Kamps climbed extensively in California, Arizona, Colorado, Wyoming, and South Dakota. His climbing partners included Mark Powell, Dave Rearick, Tom Higgins, and Yvon Chouinard. In the Tetons in 1958, Kamps teamed with Chouinard to make the first ascent of the imposing Satisfaction Buttress; but the two were turned back the following year on an attempt on the forbidding north face of the Crooked Thumb on 12325 ft Teewinot Mountain, when Chouinard's aid pitons pulled out of the decomposing rock and he took a 150 ft fall through open space, held on belay by Kamps. (The climb was completed seven years later by Pete Cleveland).

In the summer of 1960, Kamps and Dave Rearick received permission from the National Park Service to attempt to scale the famous Diamond on 14255 ft Longs Peak near Estes Park, Colorado. There were existing routes to the side of the massive, slightly overhanging wall, but none up the center. Their successful ascent took over two days, and involved both aid climbing and free climbing. After descending the two climbers were given a parade through Estes Park, and the feat was reported in newspapers throughout the US and in Time magazine.

Kamps and Powell made the first free ascent of a route called Chingadera on Tahquitz Rock in California in February 1967. Kamps's placement of a critical protective bolt while on lead, using a manual twist drill, earned him the admiration of later generations of climbers, who have found even clipping onto the bolt is difficult. The climb was an early 5.11. That same year, Kamps and Higgins - both highly proficient on slabs and faces with tiny holds - climbed Lucky Streaks on Fairview Dome in Tuolumne Meadows, (Hard 5.10).

The granite Needles of the Black Hills of South Dakota – slim spires ranging from twenty to well over a hundred feet in height – were a favorite summer playground for Kamps. Steep and adorned with crystalline nubbins, frequently the rock requires the sort of face-climbing of which Kamps was a master. His many first ascents include Sore Thumb (5.9 - 1965) and Freak's Fright (5.10 – 1967). In 1971 the American Alpine Club published his Climber's Guide to the Needles in the Black Hills of South Dakota that was based on the earlier work of Jan and Herb Conn. In turn it became the basis of Paul Piana's Touch the Sky.
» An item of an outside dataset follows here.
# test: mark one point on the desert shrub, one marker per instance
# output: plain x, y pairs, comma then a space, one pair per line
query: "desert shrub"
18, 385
He was always a traditional climber, on sight, ground up, even when he enjoyed the sport routes of others. He led 5.10 and 5.11 climbs well into his 70s. He was noted for his intelligence, charm, and sly wit. Kamps died in March 2005 of a massive heart attack while on the wall of a climbing gym. He is survived by his wife, Bonnie.

==Notable ascents==

- 1958 Satisfaction Buttress Disappointment Peak Grand Teton NP WY (IV 5.9 A2) with Yvon Chouinard.

- 1959 North Face Middle Cathedral Rock, Yosemite Valley, CA (VI 5.9 A4), with Steve Roper and Chuck Pratt.
- 1960 The Blank Tahquitz Rock CA (5.10a) FFA with Tom Frost.
- 1960 D1 Longs Peak Rocky Mountain NP CO with Dave Rearick (V 5.8 A3).
- 1962 Dark Angel Arches NP UT (5.10a A2) with Dave Rearick.
- 1963 Blanketty Blank Tahquitz Rock CA (5.10c) FFA with Tom Higgins.
- 1963 Inverted Staircase Fairview Dome Yosemite NP CA (IV 5.10c) with Wally Reed.
- 1967 February Chingadera Tahquitz Rock CA (5.11a) FFA with Mark Powell.
- 1967 June Lucky Streaks Fairview Dome Yosemite NP CA (III 5.10c/d) with Tom Higgins.